Wie erklärt man Kindern eigentlich den Krieg? Ein Versuch im Hort.

Malaktion für die Menschen in der Ukraine im Hort Grüner Baum am Wall in Emden

Der dicke Pinsel trägt mit mehreren Strichen die gelbe Farbe auf die kleine Leinwand auf und es bedarf nicht allzu viel Phantasie, schon bald eine Friedenstaube zu erkennen. Das 7-jährige Mädchen, welches den Pinsel führt, hat genau im Kopf, was es am Ende werden soll. „Ich male gleich noch den blauen Himmel“, erklärt sie und schaut mit wachem Blick über den Rand ihrer rosafarbenen Maske. „Die Taube fliegt ganz hoch hinaus, bis in die Ukraine.“

Kim Westerhof muss schlucken, wenn sie solche Sätze hört. Die Leiterin des Hortes „Grüner Baum am Wall“ der Johanniter in Emden steht etwas abseits am Fenster und schaut nachdenklich nach draußen. „Das Thema Krieg ist allgegenwärtig“, erzählt sie. Und: „Die Kinder kriegen viel mehr mit, als man so denkt.“ Daher war die Entscheidung gemeinsam mit ihren Kolleginnen auch schnell gefallen, sich an einer Aktion der Fresena-Galerie aus der Stadt zu beteiligen. Nun sitzen 15 Kinder in dem Hort der Johanniter an dem langen Tisch und malen ihre Gedanken, ihre Wünsche und ihre Hoffnungen zur Lage in der Ukraine auf kleine weiße Leinwände.

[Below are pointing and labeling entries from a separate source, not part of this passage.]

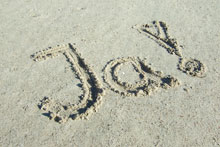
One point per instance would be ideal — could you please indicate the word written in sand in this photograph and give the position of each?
(92, 89)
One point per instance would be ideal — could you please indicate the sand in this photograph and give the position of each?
(110, 73)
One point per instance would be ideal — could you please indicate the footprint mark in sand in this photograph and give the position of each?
(150, 80)
(158, 31)
(91, 87)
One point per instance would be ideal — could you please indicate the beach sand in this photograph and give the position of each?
(110, 73)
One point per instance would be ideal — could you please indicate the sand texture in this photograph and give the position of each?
(98, 73)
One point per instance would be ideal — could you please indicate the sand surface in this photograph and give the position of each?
(125, 73)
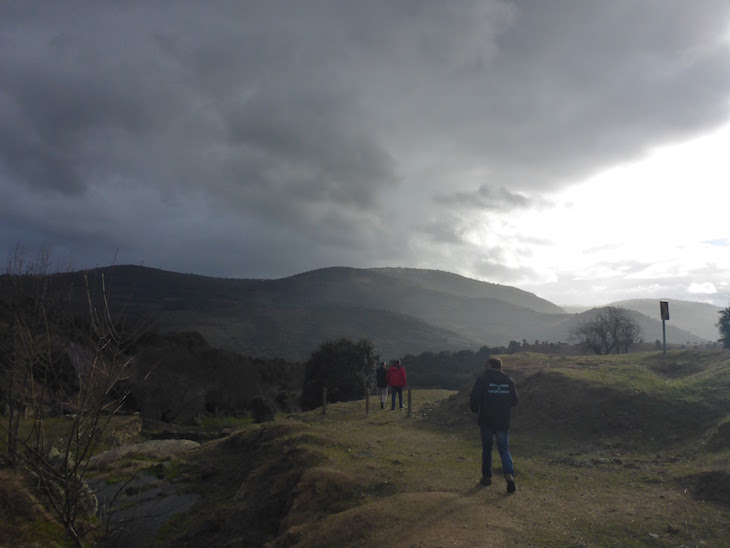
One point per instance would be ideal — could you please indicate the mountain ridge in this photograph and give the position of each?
(401, 310)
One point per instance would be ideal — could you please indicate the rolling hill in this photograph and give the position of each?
(697, 318)
(401, 310)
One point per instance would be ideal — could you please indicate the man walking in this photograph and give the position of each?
(397, 382)
(493, 396)
(382, 375)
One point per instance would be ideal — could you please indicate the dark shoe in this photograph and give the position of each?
(510, 483)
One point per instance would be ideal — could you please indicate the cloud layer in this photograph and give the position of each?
(254, 139)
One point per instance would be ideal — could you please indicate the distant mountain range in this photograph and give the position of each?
(402, 310)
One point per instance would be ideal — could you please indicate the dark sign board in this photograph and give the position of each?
(664, 309)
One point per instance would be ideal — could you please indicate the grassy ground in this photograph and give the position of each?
(609, 451)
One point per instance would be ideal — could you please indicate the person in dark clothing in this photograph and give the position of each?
(382, 378)
(397, 382)
(493, 396)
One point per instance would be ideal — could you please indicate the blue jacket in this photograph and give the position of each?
(492, 397)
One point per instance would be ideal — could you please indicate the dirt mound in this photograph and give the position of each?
(711, 486)
(555, 403)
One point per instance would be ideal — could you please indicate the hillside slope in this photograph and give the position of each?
(586, 465)
(699, 319)
(400, 310)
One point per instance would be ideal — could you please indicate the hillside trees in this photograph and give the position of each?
(343, 366)
(723, 324)
(611, 329)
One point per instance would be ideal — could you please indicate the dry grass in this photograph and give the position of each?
(609, 451)
(588, 471)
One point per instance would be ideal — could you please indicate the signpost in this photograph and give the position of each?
(664, 311)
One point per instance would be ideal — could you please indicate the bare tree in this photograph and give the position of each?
(612, 328)
(56, 361)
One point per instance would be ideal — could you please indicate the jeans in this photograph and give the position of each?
(488, 433)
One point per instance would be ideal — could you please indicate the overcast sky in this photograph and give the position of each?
(576, 149)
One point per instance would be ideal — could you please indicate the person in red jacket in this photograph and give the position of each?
(397, 382)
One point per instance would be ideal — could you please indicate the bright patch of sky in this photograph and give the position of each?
(662, 217)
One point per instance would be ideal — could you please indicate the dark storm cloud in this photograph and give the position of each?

„Die Bilder übergibt mein Team an die Galerie“, erklärt Westerhof den Plan. 30 Stück werden es wohl wer­den, vielleicht auch ein paar mehr. In den kommenden Tagen wird man diese Bilder kaufen können, bei Fresena, aber auch bei Kaufleuten in der Emder Brückstraße, die sich nachbarschaftlich beteili­gen wollen. Den Preis bestimmt der Käufer selbst – und die Gelder gehen in die Hilfsaktionen für die Menschen, die von den Kampfhandlungen, aber auch von der Flucht betroffen sind.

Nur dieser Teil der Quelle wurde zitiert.